We found that Reference genre in the App Store is a good possible genre for developing a new app. In the Google Play Store, we saw that Books and References category has over 8 million installs. We will look analyze this catergory further.
for app in final_android:
if app[1] == 'BOOKS_AND_REFERENCE':
print(app[0], ':', app[5])
The book and reference genre has a variety of apps. There are dictionaries, programming tutorials, poetry, library collections, language translations, etc. There are some that have more than 100 million installs.
for app in final_android:
if app[1] == 'BOOKS_AND_REFERENCE' and (app[5] == '1,000,000,000+'
or app[5] == '500,000,000+'
or app[5] == '100,000,000+'):
print(app[0], ':', app[5])
These five apps are the most popular; but, only represent a small portion of the apps available in the books and reference genre. We will explore apps in the midrange(between 1,000,000 and 100,000,000 downloads) populatiry to get some ideas of the types of apps that could be considered for development.
for app in final_android:
if app[1] == 'BOOKS_AND_REFERENCE' and (app[5] == '1,000,000+'
or app[5] == '5,000,000+'
or app[5] == '10,000,000+'
or app[5] == '50,000,000+'):
print(app[0], ':', app[5])
This list of midrange popular apps in the Books and Reference genre primarily contains apps for library collections, dictionaires and software for processing and reading ebooks. Recommending an app that fits in this niche is not a good idea because there is relevant competition.

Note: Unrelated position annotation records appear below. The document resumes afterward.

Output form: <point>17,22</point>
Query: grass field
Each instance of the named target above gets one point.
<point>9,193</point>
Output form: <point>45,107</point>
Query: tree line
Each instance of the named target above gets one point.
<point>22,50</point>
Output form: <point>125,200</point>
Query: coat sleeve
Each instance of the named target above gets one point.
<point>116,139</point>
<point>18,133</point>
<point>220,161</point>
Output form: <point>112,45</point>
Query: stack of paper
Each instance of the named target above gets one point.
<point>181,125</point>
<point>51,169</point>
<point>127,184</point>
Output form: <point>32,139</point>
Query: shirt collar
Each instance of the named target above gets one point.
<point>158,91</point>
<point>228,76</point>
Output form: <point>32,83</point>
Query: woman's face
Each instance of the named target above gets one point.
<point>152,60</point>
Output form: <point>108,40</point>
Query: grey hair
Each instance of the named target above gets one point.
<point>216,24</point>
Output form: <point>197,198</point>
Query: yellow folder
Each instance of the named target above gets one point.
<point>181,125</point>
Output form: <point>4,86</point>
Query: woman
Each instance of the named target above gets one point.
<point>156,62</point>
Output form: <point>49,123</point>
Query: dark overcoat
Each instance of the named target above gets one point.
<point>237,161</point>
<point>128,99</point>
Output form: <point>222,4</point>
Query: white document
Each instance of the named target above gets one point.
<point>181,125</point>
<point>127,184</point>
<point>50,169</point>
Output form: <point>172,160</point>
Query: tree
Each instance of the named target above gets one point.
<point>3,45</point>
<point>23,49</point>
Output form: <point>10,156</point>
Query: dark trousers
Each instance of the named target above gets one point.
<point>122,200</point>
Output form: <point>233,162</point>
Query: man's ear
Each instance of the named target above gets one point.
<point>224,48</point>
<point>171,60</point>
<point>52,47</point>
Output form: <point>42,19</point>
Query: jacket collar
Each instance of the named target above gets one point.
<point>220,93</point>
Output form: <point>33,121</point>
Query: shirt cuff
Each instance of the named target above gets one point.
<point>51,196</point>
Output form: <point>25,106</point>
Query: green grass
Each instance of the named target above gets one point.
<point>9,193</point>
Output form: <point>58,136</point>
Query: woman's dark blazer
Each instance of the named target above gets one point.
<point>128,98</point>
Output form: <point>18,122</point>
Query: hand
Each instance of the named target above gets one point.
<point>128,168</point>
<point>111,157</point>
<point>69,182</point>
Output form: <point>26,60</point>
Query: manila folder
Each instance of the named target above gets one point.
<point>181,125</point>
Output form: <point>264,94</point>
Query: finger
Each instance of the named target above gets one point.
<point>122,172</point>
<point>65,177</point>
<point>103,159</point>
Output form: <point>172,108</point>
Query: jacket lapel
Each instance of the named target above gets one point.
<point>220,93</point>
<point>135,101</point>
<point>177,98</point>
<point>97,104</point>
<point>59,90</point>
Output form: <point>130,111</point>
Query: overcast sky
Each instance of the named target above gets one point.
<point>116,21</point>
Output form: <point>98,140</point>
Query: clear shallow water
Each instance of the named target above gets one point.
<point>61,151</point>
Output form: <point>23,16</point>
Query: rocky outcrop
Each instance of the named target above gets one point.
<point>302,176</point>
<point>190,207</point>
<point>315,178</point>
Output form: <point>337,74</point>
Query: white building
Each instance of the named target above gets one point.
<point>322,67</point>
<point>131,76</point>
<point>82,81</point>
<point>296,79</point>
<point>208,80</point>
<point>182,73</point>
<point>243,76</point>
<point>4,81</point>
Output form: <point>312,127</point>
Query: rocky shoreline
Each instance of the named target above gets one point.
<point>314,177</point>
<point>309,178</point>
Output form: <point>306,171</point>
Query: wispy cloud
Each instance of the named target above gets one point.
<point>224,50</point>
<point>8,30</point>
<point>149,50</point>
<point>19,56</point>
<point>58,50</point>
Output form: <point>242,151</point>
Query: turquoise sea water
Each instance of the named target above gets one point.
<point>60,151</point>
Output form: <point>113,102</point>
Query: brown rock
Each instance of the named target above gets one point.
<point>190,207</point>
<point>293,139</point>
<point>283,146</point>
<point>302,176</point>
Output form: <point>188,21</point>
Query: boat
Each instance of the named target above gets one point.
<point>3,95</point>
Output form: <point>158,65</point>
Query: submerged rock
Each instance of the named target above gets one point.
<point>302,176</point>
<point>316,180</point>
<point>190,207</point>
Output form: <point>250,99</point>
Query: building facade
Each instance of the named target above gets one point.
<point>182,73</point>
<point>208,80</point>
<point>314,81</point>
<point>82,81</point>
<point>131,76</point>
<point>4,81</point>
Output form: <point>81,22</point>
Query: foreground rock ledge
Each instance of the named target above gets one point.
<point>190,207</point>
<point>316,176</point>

The Quran has several apps. This indicates that building an app around a popular book can be profitable. Both the Google Play and the App Store platforms can benefit from taking a book and turning it into and app.
With the market already full of libraries, special features will need to be added to an app built around any book. These features could include an audio version, a discussion forum, daily quotes and reminders, challenges, quizzes and invites for friends,etc.
In this project, we analyzed data abput the App store and Google Play mobile apps with the goal of recommending an app profile that can be profitable for both markets.
We found that building an app around a popular book could be profitable for both Google Play and the App Store markets. Both markets have established libraries, thus, the app would need to include special features to compliment the book. These features could include an audio version, a discussion forum, daily quotes and reminders, challenges, quizzes and invites for friends,etc.